Build systems: MSBuild

Last week we've covered Make -- an ubiquitous build tool in the Linux world. There's a variant on Make for Windows as well (nmake), but the real workhorse on Windows is MSBuild. MSBuild is the default build system used by Visual Studio for .NET and C++. Originally a part of the .NET framework, it has grown over time to cover more use cases and is now maintained as an independent project.

Overview

MSBuild is actually multiple projects in one. At its core, it's actually Make, but there are many layers and functions which have been added to it to cater for the many different use cases. Before we look at all the extra functionality, I want to show you the core concept of MSBuild, which is the same as for Make or any other build system really: Transforming inputs into outputs.

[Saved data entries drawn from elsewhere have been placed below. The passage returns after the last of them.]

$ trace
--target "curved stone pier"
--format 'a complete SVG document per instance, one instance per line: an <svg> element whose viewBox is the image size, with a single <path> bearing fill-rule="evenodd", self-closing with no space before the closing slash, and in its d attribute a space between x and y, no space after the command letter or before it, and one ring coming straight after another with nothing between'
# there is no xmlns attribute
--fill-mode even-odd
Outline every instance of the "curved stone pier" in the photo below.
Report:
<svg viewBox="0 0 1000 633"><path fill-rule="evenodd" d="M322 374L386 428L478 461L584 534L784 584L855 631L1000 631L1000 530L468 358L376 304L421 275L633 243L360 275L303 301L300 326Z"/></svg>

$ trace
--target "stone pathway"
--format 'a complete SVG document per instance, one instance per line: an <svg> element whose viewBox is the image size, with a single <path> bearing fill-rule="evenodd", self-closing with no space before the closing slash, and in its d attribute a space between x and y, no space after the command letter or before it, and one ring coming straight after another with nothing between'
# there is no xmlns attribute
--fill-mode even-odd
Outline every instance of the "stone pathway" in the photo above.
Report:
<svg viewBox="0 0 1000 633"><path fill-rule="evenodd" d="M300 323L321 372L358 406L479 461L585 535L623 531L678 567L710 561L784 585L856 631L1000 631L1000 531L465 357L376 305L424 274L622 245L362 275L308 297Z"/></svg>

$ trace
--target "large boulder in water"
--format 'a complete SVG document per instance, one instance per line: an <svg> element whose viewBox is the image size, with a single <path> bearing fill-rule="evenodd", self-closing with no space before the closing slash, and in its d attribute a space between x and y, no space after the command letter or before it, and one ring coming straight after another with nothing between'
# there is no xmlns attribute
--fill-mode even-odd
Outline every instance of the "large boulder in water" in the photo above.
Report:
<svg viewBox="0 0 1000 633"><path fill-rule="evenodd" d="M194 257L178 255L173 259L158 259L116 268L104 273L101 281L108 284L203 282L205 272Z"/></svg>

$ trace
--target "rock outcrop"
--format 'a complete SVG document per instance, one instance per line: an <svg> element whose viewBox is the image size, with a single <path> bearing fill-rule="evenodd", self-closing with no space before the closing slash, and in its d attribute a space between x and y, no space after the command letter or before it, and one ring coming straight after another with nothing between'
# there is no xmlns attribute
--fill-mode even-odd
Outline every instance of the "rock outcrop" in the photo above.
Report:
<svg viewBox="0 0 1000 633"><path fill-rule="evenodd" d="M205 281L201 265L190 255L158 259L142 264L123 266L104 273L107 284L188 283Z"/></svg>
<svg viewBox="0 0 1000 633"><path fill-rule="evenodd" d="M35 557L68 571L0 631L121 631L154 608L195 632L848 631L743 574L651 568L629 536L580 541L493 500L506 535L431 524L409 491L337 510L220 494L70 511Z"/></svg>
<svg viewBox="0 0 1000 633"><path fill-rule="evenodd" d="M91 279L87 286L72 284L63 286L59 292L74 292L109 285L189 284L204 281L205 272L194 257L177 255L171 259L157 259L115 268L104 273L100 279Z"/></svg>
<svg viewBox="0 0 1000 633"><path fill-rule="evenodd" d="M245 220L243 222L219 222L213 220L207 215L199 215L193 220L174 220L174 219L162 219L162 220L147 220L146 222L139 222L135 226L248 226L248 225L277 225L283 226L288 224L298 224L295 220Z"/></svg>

In MSBuild, the build files are written in XML. A target node defines the inputs and outputs, and contains multiple task nodes which do the transformation. Here's a simple example:

<Target Name="MyTarget" Inputs="file.cpp;file.h" Outputs="library.lib">
    <CL Sources="file.cpp"/>
    <LIB Sources="file.obj" OutputFile="library.lib">
</Target>

The CL and LIB elements are tasks. You can think of them as built-in function calls. If you squint a bit, doesn't this resemble Make a lot? Just as reminder, this is how it would look like in Make:

library.lib : file.cpp file.h
    cl.exe /c file.cpp
    lib.exe /OUT:library.lib file.obj

This is the core foundation of both Make and MSBuild. However, where Make only adds some convenience functionality on top, and relies on other tools to generate the build files, MSBuild integrates both this low-level core and many high-level concepts into one framework.

Logic

Besides variables like Make, MSBuild adds logic on variables through conditions. Conditions can be applied nearly everywhere and allow you to execute targets and tasks only if some condition holds. All tasks and targets can get a Condition attribute. On top of that, more complex constructs can be created including When, Choose and Otherwise elements. This enables complex switch statements and other logic to be evaluated as part of the build process. Typically, this logic will end up populating properties and item lists which are then consumed elsewhere.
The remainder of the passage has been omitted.